Monday, April 29, 2019

Dishwasher Pod Mini Trash Can (or Storage Canister) with Duct Tape


I always enjoy a good duct tape project. Duct tape is durable and bright and fun to play with, but trying to get it to look professional can be a bit of a pain. A few years ago, I covered a Cascade pod canister with duct tape to create a little storage canister. After much trial and error, I figured out how best to approach the project, which saved me a ton of time when I raided my stash of recyclables for a new project.


I had two dishwasher pod canisters in my saved for crafts recyclables box, so I dug out some fun new duct tape that I hadn't gotten a chance to use yet and got ready to work. I highly recommend using a cutting mat and a rotary cutter when working with duct tape, you can measure and uses scissors, but it will be much easier with a rotary cutter. The tape sticks to even the non-stick scissor blades, but doesn't seem to stick to the rotary cutter (probably because you're only cutting it on the non-sticky side). It's also a lot easier to keep your lines nice and straight with a rotary cutter and a straight edge.


I chose some fun patterned tape (unless you are painting your existing lid, try to choose tape that has a bit of the color in the lid--in my case green) and a coordinating solid and made some sheets of duct tape. I learned from my first time trying this project that applying the strips of tape directly to the canister all the way around doesn't work well. It's just tapered and curved enough that the tape gets wrinkled and is difficult to apply straight. I also tried making a large sheet of duct tape to wrap around the canister, that didn't work so well either (same problems with wrinkles). So I learned that you have to make a sheet of duct tape for each side of the canister. For the 90 ct Cascade pod canister, the wide side measures 6 inches wide by 6 1/8 inch tall.


The narrower sides of the canister measure 4 1/2 inches wide and 6 1/8 inch tall. The finished project looks a bit better if you start applying the narrow sides first and smooth the wider sides over the already taped narrow sides. So after you have an overlapping block of tape stuck down to a cutting mat, use a straight edge to cut your rectangles to the correct dimensions.

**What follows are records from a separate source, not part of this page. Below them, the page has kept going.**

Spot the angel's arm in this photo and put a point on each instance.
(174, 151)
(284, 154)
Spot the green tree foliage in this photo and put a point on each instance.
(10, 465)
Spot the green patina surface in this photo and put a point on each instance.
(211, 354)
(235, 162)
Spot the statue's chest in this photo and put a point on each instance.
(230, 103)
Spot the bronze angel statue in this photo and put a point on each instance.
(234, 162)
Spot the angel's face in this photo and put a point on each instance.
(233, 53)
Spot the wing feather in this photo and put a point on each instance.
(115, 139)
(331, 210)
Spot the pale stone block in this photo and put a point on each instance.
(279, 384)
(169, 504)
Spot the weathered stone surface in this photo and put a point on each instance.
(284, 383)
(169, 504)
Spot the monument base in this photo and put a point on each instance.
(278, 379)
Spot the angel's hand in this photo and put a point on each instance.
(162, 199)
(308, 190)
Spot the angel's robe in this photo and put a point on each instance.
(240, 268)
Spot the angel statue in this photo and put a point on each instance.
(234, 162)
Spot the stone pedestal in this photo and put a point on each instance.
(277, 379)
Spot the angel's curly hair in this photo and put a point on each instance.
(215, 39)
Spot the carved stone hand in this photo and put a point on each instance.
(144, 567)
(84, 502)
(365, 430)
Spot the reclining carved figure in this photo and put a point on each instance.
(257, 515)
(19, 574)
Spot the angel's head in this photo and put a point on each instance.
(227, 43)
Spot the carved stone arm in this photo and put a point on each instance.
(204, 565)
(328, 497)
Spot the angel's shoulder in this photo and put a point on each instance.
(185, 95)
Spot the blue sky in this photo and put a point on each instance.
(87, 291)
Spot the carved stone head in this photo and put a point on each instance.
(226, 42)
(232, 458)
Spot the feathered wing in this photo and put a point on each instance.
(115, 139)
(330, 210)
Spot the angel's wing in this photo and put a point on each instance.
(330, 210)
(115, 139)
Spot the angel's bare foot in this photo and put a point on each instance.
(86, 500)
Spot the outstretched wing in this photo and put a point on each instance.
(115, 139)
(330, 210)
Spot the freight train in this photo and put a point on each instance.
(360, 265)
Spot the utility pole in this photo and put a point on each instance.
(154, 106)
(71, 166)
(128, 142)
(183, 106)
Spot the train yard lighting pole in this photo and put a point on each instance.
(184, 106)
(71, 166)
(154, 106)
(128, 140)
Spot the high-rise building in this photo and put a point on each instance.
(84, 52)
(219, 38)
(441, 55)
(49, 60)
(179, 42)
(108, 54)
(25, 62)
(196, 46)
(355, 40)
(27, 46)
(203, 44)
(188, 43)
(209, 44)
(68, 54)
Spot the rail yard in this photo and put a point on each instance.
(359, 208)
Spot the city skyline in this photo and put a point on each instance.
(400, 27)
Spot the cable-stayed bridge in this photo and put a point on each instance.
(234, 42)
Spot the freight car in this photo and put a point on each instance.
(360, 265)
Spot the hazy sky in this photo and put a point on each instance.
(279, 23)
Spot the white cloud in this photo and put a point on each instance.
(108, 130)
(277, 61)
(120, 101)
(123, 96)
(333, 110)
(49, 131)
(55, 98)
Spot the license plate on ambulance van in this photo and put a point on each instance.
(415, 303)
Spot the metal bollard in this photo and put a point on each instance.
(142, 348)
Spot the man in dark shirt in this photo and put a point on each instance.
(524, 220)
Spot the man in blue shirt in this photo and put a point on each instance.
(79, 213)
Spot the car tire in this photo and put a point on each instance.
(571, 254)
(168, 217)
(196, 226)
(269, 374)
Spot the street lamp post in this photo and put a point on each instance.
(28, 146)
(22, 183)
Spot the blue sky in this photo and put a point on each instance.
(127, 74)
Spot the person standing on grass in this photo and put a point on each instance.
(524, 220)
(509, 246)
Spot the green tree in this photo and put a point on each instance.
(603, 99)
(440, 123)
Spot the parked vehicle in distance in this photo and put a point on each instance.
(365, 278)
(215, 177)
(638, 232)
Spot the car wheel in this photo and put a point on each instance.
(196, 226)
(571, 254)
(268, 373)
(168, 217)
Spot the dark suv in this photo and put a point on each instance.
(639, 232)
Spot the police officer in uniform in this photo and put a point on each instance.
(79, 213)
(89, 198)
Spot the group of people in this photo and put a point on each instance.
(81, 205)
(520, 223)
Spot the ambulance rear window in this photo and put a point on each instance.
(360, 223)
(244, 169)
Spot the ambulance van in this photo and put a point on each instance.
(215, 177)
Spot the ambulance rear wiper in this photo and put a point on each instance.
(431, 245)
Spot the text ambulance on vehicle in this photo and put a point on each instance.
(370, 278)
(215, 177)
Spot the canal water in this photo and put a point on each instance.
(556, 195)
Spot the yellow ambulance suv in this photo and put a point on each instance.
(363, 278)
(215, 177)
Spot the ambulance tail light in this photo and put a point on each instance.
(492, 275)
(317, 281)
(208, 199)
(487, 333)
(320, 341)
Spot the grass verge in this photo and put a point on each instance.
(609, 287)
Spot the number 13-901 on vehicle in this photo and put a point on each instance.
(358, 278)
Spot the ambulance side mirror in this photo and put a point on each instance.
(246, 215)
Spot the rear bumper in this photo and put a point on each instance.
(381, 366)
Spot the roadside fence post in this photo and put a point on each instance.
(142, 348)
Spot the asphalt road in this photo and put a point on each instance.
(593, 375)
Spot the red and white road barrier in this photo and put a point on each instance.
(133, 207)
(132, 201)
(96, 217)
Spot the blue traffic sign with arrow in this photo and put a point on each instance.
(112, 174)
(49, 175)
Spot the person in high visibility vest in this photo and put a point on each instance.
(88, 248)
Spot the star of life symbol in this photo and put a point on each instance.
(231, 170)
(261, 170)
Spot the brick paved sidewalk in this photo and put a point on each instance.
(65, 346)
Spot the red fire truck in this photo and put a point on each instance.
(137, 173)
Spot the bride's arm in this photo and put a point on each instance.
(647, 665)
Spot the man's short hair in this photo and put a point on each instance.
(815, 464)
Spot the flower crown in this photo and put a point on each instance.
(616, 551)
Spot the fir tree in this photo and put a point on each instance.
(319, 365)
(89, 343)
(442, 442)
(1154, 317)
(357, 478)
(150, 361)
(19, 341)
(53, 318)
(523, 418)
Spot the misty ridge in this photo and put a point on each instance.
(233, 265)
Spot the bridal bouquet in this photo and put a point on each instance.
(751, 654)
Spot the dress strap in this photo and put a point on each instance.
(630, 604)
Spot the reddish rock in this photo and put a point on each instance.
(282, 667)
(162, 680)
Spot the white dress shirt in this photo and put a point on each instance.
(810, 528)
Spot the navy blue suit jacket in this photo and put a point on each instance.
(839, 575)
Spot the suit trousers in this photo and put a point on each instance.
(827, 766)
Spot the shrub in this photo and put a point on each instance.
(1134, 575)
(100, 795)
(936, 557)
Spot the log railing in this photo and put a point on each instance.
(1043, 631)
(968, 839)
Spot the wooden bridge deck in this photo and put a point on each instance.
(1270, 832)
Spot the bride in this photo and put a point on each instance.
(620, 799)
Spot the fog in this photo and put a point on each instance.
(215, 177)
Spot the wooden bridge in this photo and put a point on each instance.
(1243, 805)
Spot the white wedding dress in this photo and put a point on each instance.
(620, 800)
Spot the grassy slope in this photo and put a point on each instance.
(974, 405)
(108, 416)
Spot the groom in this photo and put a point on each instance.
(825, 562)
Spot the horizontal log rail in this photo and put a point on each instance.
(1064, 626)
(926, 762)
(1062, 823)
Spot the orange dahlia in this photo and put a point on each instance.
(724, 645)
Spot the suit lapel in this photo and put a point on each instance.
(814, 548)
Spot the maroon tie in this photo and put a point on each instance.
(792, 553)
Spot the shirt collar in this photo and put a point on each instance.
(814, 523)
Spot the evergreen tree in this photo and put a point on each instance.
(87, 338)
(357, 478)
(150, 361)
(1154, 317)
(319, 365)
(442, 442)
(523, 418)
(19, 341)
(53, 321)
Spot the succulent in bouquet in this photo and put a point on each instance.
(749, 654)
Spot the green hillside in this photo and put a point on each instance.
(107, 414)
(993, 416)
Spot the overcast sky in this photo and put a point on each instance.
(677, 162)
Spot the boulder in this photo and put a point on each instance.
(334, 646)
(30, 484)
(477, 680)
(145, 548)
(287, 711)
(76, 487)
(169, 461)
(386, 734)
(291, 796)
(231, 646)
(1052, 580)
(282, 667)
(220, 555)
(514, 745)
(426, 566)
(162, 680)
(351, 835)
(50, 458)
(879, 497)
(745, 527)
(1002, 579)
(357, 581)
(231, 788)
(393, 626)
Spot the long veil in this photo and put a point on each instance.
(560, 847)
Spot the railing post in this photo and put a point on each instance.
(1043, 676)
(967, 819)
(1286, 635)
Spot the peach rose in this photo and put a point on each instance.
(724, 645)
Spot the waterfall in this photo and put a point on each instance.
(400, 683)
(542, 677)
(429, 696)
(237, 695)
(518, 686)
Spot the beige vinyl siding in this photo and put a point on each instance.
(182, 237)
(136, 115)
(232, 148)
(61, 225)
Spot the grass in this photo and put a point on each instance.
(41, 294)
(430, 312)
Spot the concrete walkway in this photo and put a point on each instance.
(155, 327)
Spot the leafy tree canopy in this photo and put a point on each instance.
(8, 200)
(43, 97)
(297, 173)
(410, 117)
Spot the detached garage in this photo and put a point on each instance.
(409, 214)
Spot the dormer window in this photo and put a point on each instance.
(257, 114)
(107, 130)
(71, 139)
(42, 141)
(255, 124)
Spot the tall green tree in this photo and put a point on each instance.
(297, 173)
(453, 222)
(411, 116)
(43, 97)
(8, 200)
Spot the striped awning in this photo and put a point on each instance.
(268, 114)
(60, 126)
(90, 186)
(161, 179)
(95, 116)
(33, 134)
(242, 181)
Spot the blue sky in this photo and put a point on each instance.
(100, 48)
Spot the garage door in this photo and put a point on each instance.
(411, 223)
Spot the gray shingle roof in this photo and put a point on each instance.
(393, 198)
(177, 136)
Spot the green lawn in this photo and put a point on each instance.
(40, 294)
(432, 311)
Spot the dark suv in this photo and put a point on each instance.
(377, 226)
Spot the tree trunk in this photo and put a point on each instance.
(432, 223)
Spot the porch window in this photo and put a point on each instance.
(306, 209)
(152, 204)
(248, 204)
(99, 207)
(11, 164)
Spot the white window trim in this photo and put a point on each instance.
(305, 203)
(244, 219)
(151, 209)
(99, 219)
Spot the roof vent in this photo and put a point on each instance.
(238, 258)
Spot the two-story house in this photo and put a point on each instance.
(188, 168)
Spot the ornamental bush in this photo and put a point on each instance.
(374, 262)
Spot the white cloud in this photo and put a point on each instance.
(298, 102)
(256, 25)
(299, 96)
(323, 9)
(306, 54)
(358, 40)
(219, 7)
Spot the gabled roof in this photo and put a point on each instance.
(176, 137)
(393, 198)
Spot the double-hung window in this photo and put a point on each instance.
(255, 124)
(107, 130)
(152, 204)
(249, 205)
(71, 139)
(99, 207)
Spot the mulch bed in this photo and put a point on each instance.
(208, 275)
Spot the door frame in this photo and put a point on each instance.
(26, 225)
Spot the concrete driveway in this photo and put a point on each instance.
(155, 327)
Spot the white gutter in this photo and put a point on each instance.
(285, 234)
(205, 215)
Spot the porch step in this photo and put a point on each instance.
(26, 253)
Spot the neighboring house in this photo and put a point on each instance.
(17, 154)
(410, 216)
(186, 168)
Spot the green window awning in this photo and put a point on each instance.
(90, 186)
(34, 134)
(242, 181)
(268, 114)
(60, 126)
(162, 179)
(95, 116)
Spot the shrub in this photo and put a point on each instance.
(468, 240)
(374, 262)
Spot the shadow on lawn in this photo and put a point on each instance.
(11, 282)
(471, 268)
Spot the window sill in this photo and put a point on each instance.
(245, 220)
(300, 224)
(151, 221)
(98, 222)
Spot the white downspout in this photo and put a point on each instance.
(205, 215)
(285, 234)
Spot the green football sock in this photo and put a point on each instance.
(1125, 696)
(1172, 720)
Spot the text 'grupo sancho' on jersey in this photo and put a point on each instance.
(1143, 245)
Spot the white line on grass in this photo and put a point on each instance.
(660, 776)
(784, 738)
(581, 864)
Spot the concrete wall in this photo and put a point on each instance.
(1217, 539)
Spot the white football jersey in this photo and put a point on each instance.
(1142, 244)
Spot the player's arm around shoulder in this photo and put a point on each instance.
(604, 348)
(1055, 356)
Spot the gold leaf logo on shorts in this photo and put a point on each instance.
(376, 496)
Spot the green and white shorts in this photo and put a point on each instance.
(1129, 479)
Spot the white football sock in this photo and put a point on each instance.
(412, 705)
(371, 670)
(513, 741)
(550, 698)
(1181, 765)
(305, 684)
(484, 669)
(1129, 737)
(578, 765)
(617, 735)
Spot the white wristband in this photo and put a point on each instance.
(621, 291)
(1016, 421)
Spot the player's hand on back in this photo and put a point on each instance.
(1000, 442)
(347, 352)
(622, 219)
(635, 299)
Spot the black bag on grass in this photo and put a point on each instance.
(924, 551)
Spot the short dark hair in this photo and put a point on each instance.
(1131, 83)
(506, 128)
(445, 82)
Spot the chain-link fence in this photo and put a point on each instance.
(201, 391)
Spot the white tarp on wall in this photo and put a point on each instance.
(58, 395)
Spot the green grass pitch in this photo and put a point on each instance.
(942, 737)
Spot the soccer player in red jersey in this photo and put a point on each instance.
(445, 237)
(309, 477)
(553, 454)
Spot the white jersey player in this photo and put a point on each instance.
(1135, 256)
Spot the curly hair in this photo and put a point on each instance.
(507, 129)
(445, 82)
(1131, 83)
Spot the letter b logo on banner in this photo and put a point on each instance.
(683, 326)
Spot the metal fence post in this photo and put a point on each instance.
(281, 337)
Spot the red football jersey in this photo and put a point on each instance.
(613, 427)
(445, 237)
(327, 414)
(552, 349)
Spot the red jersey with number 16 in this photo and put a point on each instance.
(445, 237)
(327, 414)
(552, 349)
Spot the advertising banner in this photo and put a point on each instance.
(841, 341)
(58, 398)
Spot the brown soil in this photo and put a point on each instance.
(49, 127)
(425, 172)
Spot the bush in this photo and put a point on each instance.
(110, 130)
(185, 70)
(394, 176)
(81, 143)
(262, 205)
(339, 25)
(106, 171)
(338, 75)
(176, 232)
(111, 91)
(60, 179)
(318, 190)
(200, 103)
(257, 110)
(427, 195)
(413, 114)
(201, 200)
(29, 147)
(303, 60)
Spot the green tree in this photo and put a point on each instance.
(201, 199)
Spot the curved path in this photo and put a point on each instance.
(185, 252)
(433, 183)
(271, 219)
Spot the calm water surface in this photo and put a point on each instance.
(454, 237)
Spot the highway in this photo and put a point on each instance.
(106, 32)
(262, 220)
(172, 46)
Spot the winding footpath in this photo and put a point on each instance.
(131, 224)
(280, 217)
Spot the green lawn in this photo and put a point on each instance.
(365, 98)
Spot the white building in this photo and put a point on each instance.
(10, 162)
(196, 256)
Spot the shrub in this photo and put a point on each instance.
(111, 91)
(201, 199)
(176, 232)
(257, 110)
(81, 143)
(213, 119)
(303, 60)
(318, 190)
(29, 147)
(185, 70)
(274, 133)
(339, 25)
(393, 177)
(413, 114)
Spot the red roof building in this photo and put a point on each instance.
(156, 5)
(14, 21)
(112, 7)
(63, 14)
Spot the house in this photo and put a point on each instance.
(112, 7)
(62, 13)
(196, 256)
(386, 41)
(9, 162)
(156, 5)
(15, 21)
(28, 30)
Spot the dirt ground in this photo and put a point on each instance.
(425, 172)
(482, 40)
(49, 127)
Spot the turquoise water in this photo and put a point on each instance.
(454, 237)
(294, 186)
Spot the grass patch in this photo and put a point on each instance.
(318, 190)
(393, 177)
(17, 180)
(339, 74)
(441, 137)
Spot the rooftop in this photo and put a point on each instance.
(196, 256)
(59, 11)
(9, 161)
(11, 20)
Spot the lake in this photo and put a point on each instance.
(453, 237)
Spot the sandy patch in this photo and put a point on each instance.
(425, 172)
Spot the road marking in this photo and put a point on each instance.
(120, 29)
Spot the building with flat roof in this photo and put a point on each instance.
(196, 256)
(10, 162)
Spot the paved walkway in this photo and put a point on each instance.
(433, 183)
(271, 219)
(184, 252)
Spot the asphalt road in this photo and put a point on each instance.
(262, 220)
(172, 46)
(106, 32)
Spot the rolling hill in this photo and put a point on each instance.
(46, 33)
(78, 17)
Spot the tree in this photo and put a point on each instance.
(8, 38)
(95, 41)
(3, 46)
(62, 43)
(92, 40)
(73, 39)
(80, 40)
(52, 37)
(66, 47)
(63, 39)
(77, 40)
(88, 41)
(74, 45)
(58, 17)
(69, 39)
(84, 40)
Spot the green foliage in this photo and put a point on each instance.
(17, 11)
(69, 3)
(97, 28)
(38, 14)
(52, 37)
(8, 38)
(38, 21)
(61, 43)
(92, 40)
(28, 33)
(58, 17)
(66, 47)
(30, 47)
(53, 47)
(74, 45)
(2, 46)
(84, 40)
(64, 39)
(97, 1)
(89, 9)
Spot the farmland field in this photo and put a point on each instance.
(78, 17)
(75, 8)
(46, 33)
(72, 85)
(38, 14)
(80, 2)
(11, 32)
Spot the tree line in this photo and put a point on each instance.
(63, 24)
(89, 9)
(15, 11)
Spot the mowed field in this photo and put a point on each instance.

Then carefully smooth them onto the canister. This worked ok, but having the stripe in the middle of the duct tape sheet was difficult to keep lined up (and as you can see, the cascade logo shows through a bit.


So this one turned out ok (and that tie-dye tape is super fun), but there were still a few tweaks to be made to the process to keep the corners a bit neater, etc...


So I decided to move the solid colored tape to the top of my duct tape sheet and to cut all 4 sheets from one large sheet of duct tape. I used a geometric patterned duct tape, but I intentionally didn't line the pattern up (I did try to make sure that straight lines lined up, but I didn't line up the pattern) so that when it overlapped at the corners, it wouldn't be the only place that it didn't match up, in effect camouflaging the corners. The large sheet was 21 inches wide and 6 1/8 inches tall.


Then cut the 4 1/2 inch wide sections first for the narrow sides and peeled them off of my cutting mat.


I lined it up with the bottom of the canister as best as I could.


Then I smoothed the center down from the bottom to the top, tucking the top edge of the tape under the lip of the canister.


Then I smoothed the tape from the center out to the edges. These techniques gave me the smoothest and straightest application of the tape sheets.


I repeated those same steps on the opposite narrow side and then on each of the wider sides until the canister was covered. The tape lined up great! The photo above shows the corner that was the most uneven (pretty good, right?).


These canisters make great mini trash cans for your car, but could be used to store lots of little things. It's such an easy thing to reuse--the duct tape just makes it more fun!